CHINA> Regional
Medical interns 'unlicensed'
By Zhang Yan and Cui Xiaohuo (China Daily)
Updated: 2009-11-06 07:24

The husband of a medical professor, whose death may be linked to unlicensed interns at her own university, told a Beijing court that student surgeons were illegally practicing medicine.

Medical interns 'unlicensed'
Wang Jianguo talks to reporters outside the Beijing High Court before a compensation hearing on Thursday. [Asianewsphoto] 

Wang Jianguo presented a report from the Beijing health inspection center that showed the three medical students did not have appropriate qualifications when treating his wife Xiong Zhuowei in 2006 at Peking University First Hospital, where Xiong used to work.

The question on whether the three interns were licensed has become the central focus of a 5 million yuan ($732,000) compensation hearing at Beijing High Court.

The report, made on Wang's request, showed the interns "did not get the approval signature from their mentor doctors" when they treated Xiong.

"This practice violated the regulations for medical students without doctor licenses," the report said.

The lawyer representing the hospital said the hospital's wrongdoing did not amount to "illegal practicing medicine".

"The hospital was aware the students did not have licenses, and the fact that mentor doctors did not sign on medical records was a wrongdoing," said the lawyer.

"But this has been a wide-spread issue in almost all medical institutions," she added.

Yu Zhengrong, the only medical student of the group in court, said little during the hearing yesterday.

The orthopedist gained his preliminary doctor qualification in 2005 and was waiting for his official doctor license to be issued by the health authority when he treated Xiong in 2006.

"I felt wronged being a defendant.
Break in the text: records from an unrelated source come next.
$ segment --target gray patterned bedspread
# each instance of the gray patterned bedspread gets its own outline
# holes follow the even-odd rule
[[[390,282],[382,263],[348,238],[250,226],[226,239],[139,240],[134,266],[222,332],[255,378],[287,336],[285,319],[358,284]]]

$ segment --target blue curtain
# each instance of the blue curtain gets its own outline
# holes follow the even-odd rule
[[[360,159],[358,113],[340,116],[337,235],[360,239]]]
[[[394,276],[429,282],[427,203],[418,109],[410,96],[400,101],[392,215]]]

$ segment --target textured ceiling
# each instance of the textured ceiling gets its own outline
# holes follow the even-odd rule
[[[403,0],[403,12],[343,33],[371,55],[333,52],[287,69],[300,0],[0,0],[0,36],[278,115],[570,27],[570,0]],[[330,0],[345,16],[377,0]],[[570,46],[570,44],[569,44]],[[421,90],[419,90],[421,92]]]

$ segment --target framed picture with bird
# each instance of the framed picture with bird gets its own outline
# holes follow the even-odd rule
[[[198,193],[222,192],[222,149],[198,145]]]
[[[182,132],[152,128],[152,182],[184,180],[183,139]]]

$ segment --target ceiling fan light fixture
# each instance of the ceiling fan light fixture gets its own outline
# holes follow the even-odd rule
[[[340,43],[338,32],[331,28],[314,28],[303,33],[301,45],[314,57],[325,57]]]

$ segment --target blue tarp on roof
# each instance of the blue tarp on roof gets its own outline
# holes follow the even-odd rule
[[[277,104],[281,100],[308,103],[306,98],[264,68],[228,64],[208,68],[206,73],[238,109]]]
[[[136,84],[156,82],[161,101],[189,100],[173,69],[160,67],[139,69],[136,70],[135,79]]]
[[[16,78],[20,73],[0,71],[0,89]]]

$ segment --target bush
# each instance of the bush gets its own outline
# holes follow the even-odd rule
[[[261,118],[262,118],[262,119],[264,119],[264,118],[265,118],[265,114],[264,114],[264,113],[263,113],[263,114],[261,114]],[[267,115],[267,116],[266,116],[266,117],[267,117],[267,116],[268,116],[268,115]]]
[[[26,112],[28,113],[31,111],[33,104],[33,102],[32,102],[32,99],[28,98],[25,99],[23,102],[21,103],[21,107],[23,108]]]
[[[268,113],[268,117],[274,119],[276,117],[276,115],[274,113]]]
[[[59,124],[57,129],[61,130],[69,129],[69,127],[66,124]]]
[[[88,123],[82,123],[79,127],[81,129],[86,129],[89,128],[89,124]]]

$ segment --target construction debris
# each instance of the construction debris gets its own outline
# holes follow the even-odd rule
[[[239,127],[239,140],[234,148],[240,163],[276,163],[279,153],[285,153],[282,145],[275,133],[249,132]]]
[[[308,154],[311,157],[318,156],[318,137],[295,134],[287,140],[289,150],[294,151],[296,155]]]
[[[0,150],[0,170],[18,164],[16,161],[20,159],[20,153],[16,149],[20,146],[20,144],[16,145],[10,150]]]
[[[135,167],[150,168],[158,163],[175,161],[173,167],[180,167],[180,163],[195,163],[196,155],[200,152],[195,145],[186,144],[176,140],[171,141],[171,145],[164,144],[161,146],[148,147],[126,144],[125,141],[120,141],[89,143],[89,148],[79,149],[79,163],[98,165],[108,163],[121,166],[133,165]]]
It was not my fault that I did not receive my license because of the procedure of the authority," the Beijing News quoted Yu as saying before the hearing.

Fewer than 20 journalists were allowed to attend the hearing.

Another 30 journalists had to wait outside the court.

The controversy has sparked debate nationwide on medical qualifications after the national television network CCTV ran an investigative report on Tuesday linking the death of Xiong with the three medical students interning at the hospital.

Law experts and insiders on medical practice said it is an open secret for hospitals to rush medical interns to doctor positions before they have their licenses.

Insiders told METRO that the authority in the Peking Union Medical College Hospital warned its medical students to step down from doctor positions and stop writing prescriptions on Wednesday, one day after the case was first reported.

Sun Wanjun, a veteran lawyer with Beijing Lawyers' Association who specializes in medical controversy cases, told the Legal Evening News he has worked on three separate cases concerning medical interns.

"The most recent case concerns 30 medical students who treated one patient without getting licenses," the lawyer said.

Xiong, 53-year-old, died on Jan 31, 2006, one week after surgery because her main artery to her lung became blocked.

Wang said his wife's medical records showed that her ribs were broken, and her heart and liver were also damaged. Wang's lawyer Zhuo Xiaoqin told CCTV earlier that Xiong died because her ribs were broken in emergency aid, and this pierced the heart and then the liver.

Wang said he demanded 5 million yuan in compensation for the death of his wife, an Australian passport holder.

"We will donate the compensation to charity in the name of my wife," Wang told reporters after the hearing yesterday. "I hope no more people are harmed by illegal medicine practice in the future."